July 7, 2010

Happy Birthday, Hank Mobley!

Soul StationHank Mobley, born on this date in 1930, was a hard bop tenor saxophonist with a relaxed and melodic style. Instead of the hard-edged playing tone common at the time, he had a more sinewy sound, at least in the early and middle part of his career. Mobley himself described it thus: “not a big sound, not a small sound, just a round sound.” But he was a consistently interesting and inventive saxophonist with an assured ebullience in his playing. Despite a prolific recording career, his somewhat laid-back playing made him an under-appreciated musician and an underrated saxophone player compared to many of his peers.
     He was born in Georgia but grew up near Newark, New Jersey.

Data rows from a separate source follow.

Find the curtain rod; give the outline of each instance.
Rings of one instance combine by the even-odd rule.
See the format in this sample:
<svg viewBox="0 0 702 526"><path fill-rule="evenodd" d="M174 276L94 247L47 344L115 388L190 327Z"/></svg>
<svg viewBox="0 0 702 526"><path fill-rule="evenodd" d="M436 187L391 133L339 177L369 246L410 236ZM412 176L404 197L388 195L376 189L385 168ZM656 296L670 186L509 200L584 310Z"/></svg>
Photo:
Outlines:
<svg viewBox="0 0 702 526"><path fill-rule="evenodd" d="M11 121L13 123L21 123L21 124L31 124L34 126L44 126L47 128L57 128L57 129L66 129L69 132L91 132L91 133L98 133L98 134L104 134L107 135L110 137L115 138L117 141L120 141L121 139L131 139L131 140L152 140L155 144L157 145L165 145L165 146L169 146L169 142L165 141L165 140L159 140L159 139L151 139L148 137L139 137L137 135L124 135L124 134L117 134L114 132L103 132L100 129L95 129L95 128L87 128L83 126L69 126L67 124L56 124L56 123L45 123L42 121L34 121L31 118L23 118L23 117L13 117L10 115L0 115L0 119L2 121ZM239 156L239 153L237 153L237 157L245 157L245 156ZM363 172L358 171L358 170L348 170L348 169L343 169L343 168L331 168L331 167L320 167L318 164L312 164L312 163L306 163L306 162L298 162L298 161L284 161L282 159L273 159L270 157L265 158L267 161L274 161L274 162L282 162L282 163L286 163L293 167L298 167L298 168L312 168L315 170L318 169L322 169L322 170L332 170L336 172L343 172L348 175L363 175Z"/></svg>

Early on, he worked with Max Roach and Dizzy Gillespie, and he also appeared on the landmark recording Horace Silver and the Jazz Messengers (1955). Other appearances as a sideman in the 1950s included dates with Lee Morgan, Art Blakey, Curtis Fuller, and Sonny Clark.
     Mobley is mainly remembered for his twenty or so albums for Blue Note Records as a leader, starting in 1955. These included some classic dates that epitomized the Blue Note sound of the era, including Soul Station and Roll Call (1960), Workout and Another Workout (1961), and The Turnaround and Dippin’ (1965). One of my favorite tunes from the period is “Dig Dis” from Soul Station, which displays the kind of tasty, cool groove that Mobley could achieve. He stopped playing in the 1970s because of lung problems and he died of pneumonia in 1986.

1 comment:

  1. Love Mobley; one of the tenor players whose tone is recognizable right away. I have to disagree with you about his tone, which I think was on the hard-edged end of the spectrum. And his playing was assured, yes, but not relaxed. That's how I hear him.